The team required analysis to be performed on a set of data obtained from participants filling out a survey.
Survey results required analysis to understand correlations between each subject area and question of the survey.
Analysis needed to be presented to stakeholders in a readable format without excessive technical jargon.
The survey consisted of 26 multiple-choice questions, some positioned with negative and positive sentiments. Each question was assigned a sentiment and categorised into 5 variables:
Demographic
Regulation
Technology
Risk
Product
The method of analysis chosen was Principal Component Analysis (PCA) as this could measure the degree of correlation between multiple variables and plot this using a conventional 2-D graph.
Ranks for each aspect of the survey were categorised as shown in the image to the right. Each completed survey was updated with the ranks for processing in the PCA model.
The processed data can then be used to formulate a picture describing the aggregated relationships between survey questions.
From the image on the left, the blue/green squares show positively correlated questions.
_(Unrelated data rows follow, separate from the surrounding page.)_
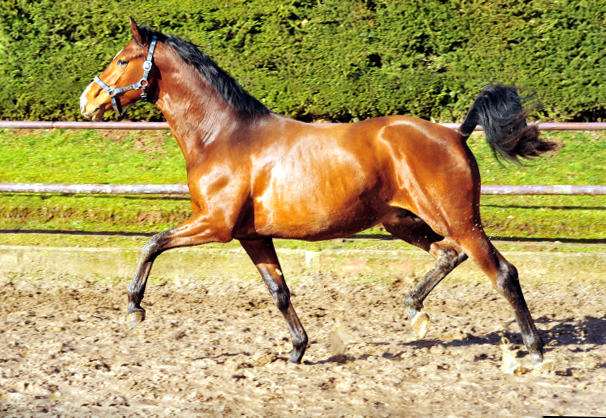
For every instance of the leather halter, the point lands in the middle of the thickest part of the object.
(142, 84)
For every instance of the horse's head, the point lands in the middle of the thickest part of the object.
(125, 81)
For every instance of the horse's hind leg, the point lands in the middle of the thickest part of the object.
(263, 254)
(448, 255)
(504, 277)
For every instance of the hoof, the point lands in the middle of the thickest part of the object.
(296, 355)
(545, 366)
(420, 324)
(134, 319)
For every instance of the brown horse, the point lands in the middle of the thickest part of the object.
(255, 175)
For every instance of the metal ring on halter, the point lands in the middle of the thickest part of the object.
(142, 84)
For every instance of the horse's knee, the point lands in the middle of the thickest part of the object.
(153, 247)
(281, 297)
(507, 282)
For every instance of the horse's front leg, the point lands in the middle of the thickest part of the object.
(195, 231)
(263, 254)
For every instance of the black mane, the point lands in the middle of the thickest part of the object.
(232, 92)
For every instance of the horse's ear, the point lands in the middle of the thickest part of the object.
(135, 30)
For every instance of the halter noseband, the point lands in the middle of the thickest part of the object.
(142, 84)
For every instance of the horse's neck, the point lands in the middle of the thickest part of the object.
(195, 111)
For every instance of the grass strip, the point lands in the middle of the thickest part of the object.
(152, 157)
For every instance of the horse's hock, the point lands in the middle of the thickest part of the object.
(222, 264)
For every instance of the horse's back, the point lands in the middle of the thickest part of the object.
(348, 177)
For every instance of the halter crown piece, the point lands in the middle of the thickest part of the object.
(142, 84)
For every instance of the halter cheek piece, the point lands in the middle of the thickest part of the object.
(142, 84)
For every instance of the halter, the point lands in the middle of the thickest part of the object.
(142, 84)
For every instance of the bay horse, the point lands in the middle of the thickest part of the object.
(254, 175)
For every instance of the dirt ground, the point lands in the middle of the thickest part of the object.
(219, 349)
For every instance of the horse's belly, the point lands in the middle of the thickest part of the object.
(313, 216)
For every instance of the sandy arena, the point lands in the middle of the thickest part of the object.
(219, 349)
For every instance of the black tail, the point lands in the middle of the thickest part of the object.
(499, 110)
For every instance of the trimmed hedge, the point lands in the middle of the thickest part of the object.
(330, 59)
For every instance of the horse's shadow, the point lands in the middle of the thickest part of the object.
(556, 333)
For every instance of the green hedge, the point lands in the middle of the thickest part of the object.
(330, 59)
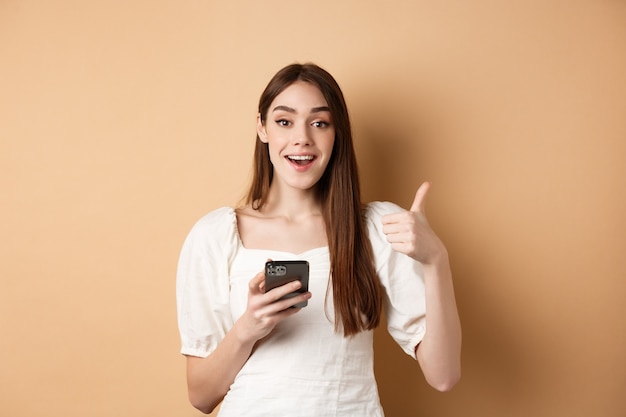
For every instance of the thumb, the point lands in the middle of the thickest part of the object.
(419, 203)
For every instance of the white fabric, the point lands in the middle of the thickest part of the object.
(303, 368)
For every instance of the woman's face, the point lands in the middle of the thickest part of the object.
(300, 135)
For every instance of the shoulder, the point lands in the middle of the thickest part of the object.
(375, 210)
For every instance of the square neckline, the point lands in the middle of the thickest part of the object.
(291, 254)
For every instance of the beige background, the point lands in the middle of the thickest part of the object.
(122, 122)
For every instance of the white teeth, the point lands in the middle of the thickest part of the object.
(301, 157)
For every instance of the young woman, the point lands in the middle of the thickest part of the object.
(245, 346)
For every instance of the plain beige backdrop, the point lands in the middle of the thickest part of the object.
(123, 122)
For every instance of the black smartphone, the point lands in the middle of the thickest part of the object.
(279, 273)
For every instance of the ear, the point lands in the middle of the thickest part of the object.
(260, 129)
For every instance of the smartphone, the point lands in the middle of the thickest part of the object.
(279, 273)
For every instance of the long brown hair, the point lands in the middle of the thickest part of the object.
(357, 293)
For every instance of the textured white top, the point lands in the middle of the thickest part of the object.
(303, 368)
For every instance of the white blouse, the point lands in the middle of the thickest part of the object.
(303, 368)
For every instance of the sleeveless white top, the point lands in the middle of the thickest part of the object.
(303, 368)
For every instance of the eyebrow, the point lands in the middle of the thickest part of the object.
(292, 110)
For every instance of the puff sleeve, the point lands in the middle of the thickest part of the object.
(403, 280)
(202, 282)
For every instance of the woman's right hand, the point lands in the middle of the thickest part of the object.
(265, 310)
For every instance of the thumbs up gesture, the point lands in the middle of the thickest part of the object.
(409, 231)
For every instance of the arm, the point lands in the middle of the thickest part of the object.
(439, 353)
(208, 379)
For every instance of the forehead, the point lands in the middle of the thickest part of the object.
(300, 95)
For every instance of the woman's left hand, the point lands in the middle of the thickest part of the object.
(409, 231)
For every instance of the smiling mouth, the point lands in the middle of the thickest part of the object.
(300, 159)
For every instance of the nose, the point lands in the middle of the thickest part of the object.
(301, 135)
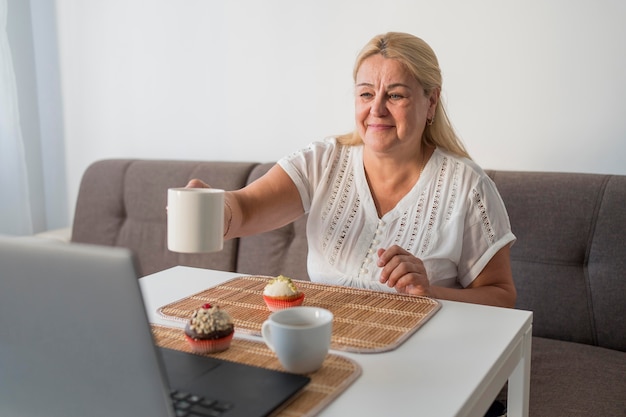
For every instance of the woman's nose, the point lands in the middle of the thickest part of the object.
(379, 106)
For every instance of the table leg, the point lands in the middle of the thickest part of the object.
(519, 381)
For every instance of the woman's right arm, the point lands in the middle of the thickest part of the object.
(268, 203)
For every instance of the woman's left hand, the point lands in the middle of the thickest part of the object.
(403, 271)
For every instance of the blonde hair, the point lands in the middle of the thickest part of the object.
(420, 60)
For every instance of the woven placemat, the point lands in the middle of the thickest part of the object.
(365, 321)
(335, 375)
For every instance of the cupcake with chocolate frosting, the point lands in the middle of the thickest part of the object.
(210, 329)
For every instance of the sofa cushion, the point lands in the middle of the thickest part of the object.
(572, 379)
(123, 203)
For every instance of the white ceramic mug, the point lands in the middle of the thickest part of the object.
(195, 220)
(300, 337)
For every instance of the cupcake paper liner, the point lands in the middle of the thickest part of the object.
(274, 304)
(209, 345)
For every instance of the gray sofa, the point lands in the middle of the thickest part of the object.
(569, 262)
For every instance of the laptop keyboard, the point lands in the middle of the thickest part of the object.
(190, 405)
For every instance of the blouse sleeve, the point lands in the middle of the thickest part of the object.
(306, 168)
(487, 229)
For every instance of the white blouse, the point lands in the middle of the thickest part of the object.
(453, 218)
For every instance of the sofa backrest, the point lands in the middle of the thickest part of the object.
(569, 260)
(123, 203)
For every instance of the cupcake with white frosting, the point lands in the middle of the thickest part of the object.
(281, 293)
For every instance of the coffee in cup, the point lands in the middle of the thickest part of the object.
(300, 337)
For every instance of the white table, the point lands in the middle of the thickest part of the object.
(454, 365)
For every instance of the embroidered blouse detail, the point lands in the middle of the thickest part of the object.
(480, 206)
(453, 199)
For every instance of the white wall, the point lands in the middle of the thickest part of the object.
(530, 85)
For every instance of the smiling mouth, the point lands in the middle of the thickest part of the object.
(379, 126)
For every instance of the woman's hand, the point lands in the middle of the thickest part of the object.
(403, 271)
(406, 273)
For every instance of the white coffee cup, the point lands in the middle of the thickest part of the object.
(300, 337)
(195, 220)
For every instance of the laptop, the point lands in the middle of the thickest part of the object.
(75, 341)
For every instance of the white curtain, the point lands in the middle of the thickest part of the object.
(15, 210)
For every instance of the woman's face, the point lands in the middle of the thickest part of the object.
(391, 109)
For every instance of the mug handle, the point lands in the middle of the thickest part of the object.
(267, 335)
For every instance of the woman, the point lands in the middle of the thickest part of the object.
(397, 205)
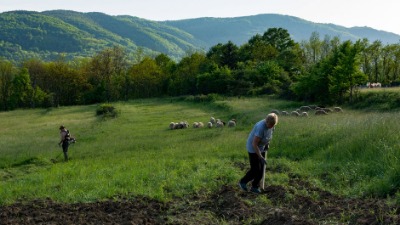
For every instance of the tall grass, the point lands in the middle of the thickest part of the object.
(352, 153)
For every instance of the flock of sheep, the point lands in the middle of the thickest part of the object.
(305, 110)
(212, 123)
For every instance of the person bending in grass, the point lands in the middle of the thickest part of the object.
(64, 141)
(257, 145)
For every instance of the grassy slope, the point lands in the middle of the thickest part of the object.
(352, 153)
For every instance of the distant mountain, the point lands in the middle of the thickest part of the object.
(239, 29)
(26, 34)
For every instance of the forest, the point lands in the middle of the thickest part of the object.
(323, 70)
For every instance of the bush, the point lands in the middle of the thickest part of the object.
(106, 110)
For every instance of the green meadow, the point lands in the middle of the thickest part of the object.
(355, 153)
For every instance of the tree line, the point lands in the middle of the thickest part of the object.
(319, 70)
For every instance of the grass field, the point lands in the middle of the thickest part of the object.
(354, 153)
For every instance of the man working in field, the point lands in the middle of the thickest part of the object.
(257, 145)
(64, 141)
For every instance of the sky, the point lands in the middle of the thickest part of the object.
(378, 14)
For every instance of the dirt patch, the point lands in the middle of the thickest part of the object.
(277, 205)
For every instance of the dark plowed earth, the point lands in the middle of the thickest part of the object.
(277, 205)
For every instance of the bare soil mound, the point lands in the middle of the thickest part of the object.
(277, 205)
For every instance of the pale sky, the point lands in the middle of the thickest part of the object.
(377, 14)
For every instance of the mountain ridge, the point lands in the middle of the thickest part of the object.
(28, 34)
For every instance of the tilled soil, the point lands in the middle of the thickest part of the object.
(277, 205)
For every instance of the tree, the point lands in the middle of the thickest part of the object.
(104, 68)
(346, 74)
(146, 79)
(22, 90)
(184, 77)
(224, 55)
(7, 73)
(278, 38)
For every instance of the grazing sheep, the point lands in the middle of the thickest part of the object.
(304, 114)
(295, 113)
(320, 112)
(182, 125)
(232, 123)
(212, 120)
(172, 125)
(285, 113)
(337, 109)
(328, 110)
(275, 111)
(220, 123)
(305, 108)
(312, 106)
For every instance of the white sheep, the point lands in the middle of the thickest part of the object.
(305, 108)
(285, 113)
(172, 125)
(304, 114)
(276, 111)
(212, 120)
(320, 112)
(220, 123)
(232, 123)
(295, 113)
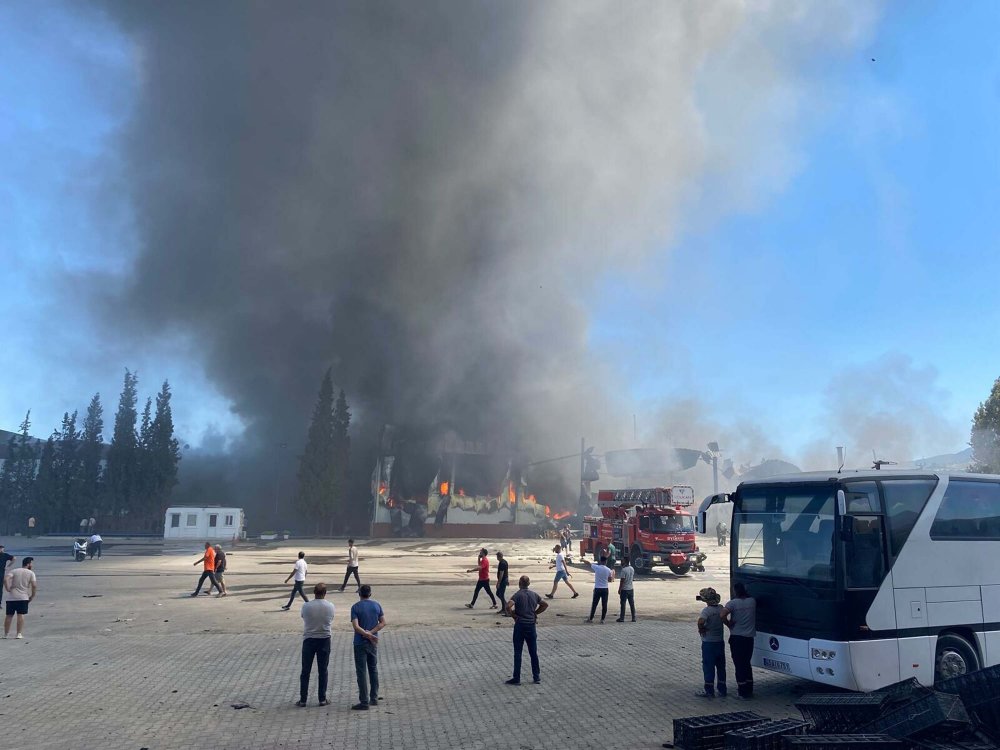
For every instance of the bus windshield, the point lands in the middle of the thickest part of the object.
(786, 531)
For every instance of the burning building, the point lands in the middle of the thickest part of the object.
(445, 486)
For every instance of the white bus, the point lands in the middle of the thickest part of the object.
(863, 579)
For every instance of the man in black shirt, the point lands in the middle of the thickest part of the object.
(5, 558)
(502, 581)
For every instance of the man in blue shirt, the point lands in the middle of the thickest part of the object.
(367, 620)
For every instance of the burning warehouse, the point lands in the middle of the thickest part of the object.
(444, 486)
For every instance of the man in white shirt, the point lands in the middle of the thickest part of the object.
(602, 576)
(21, 587)
(626, 577)
(94, 546)
(299, 574)
(561, 573)
(352, 564)
(317, 619)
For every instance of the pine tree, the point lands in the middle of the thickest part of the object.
(46, 489)
(341, 459)
(163, 454)
(123, 454)
(316, 485)
(91, 450)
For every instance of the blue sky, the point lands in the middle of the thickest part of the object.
(866, 282)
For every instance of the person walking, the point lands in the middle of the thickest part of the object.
(208, 559)
(524, 607)
(502, 581)
(603, 575)
(626, 576)
(561, 574)
(5, 558)
(483, 584)
(367, 619)
(299, 573)
(317, 622)
(713, 648)
(94, 545)
(220, 570)
(740, 616)
(21, 586)
(352, 564)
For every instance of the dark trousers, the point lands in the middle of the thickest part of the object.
(350, 569)
(210, 575)
(525, 633)
(713, 664)
(600, 595)
(483, 586)
(297, 589)
(366, 667)
(741, 649)
(318, 648)
(626, 596)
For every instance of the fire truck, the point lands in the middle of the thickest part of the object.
(651, 525)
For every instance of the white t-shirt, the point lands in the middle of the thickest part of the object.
(20, 584)
(601, 575)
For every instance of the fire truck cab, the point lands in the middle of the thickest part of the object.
(651, 525)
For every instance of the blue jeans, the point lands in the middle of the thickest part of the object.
(525, 633)
(713, 664)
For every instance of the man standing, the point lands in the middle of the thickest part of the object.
(602, 576)
(524, 607)
(299, 574)
(561, 574)
(484, 579)
(502, 581)
(5, 557)
(626, 577)
(209, 570)
(713, 648)
(367, 619)
(352, 564)
(317, 619)
(740, 616)
(220, 570)
(21, 586)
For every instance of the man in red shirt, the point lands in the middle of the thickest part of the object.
(484, 579)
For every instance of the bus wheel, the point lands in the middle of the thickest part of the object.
(954, 657)
(638, 561)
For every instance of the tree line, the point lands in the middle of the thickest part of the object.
(72, 475)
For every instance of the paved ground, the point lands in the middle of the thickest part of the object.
(139, 664)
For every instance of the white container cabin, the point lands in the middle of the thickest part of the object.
(212, 522)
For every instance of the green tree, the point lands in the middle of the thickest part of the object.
(317, 476)
(91, 454)
(18, 477)
(985, 439)
(120, 471)
(341, 460)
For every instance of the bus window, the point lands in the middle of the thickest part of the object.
(969, 510)
(864, 559)
(904, 501)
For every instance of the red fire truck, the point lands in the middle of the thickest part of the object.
(651, 525)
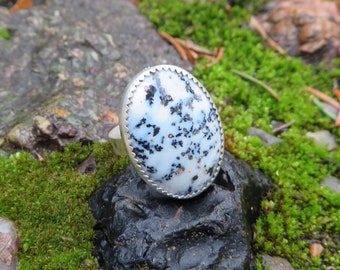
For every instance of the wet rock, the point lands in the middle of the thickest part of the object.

Conversely, the regions in gold/brown identify the negative correlations. Only 2 survey questions are analysed for each square.
The diagonal squares from the top left to the bottom right of the image show exact positive correlations which is expected since it is a comparison between the same question.
Upon further inspection, certain patterns can be identified that highlight the clusters of questions with positive and negative correlations. These can be viewed by the blue and red regions.
Since there are multiple questions, we must identify themes from the survey respondents. Themes are essential to uncover the collective understanding and highlight the underlying relationships between each of the 5 variables.
The image on the right provides the resulting PCA circle where the answers for each survey are aggregated and plotted against each other by directional arrows. The longer the arrow, the greater the influence over the dataset.
Although slightly complex, this view reveals the cluster of codes that are positively and negatively correlated with each other, furthering the analysis seen from the heatmap.
PCA Circle Correlations
Positive
Cluster 1, consisting of T1, T2, Ri5 and R8 reveals that participants who believed technology can play a crucial role in enhancing efficiency, transparency and accountability also believed credit risk would be a key component in ROSCA operations that would need to be regulated to function in developed economies.
Cluster 2 including T3, Ri1, T4 and R1 identifies that ROSCAs are not included within the scope of regulation in the participant's region. However, participants believe that risk management strategies can be implemented to protect contributions where technology could be leveraged to identify and mitigate risk while supporting the scalability and growth of ROSCAs.
Whereas cluster 3 reveals the relationship between Ri2, R2, R7, R6, Ri3, R3, R5 and P2 where participants believed that ROSCAs could be integrated into the financial system benefitting from clear regulatory frameworks. Furthermore, participants agreed risk mitigation measures such as transparency and accountability would improve the socially responsible standards within the ROSCA. Finally, participants also highlighted that ROSCAs provide individuals with access to credit and savings vehicles that they would otherwise not have with financial institutions in their country.
Negative
Cluster 4 shows the mix of negatively correlated codes where demographic information, D1 and D2, hold a strong negative correlation against P3, P4 and R4.
Intriguingly, with the absence of demographic variables, all variables are located toward the right side of the PCA Circle with the exception of Ri7. Comparing this with the Heatmap, a pattern emerges where this variable tends to negatively correlate with all other variables explaining why it is separated from the rest of the projectiles.
PCA Biplot
The biplot diagram to the left provides the final part of the analysis exhibiting the resulting PCA, plotting each participants’ overall response shown by the black points overlayed by the projections from the PCA circle. This enables us to understand the contributing factor each variable holds on the observations.
From this visual, it is easier to determine outliers in the observations and inspect for further understanding or assess the clusters to determine relationships and patterns. For instance, observation 43, 26 and 15 seem to be outliers as they are further away from the cluster of observations.